Mental workload assessment using eye-tracking glasses in a simulated maritime scenario

In occasione del meeting annuale della Human Factors and Ergonomic Society – Europe Chapter del 2015, abbiamo presentato il paper “Mental workload assessment using eye-tracking glasses in a simulated maritime scenario” che presenta parte delle attività che abbiamo svolto all’interno del progetto di ricerca europeo “CyClaDeS – Crew-centered Design and Operations of Ships and Ship Systems”.
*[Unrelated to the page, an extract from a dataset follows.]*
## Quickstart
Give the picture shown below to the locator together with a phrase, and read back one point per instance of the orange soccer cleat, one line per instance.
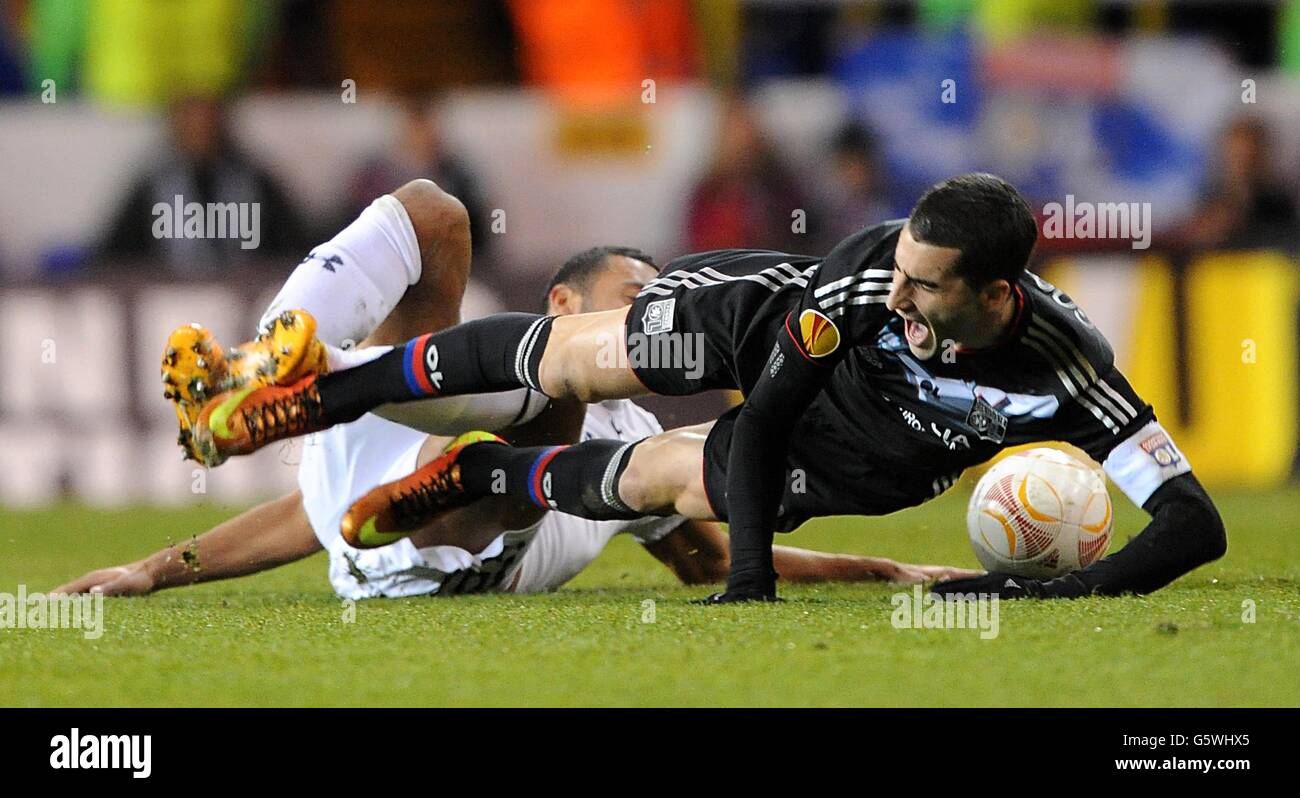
(397, 510)
(247, 419)
(195, 368)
The primary goal of this study was the assessment of maritime operators’ mental workload in simulation scenarios designed for containing typical traffic situations to be handled by officers during usual routine ship navigation. Taskload was manipulated throughout the sessions to analyse changes in ocular activity during complexity peaks. Specifically, it was tested the viability of implementing a dynamic analysis of eye movements collected through eye tracking glasses (while the operator was freely moving on the bridge) and using the distribution of eye fixations as an indicator of mental workload. Another objective of the present study was to assess the relation between attentional control and the mental workload as perceived by the operators. Results showed that the distribution of eye fixations changed with taskload and that individuals showing high attentional control reported low workload. Furthermore, frequent eye movement transitions have been found between the instruments monitored, suggesting that the information they provide could most usefully be integrated for improving the operators’ performance.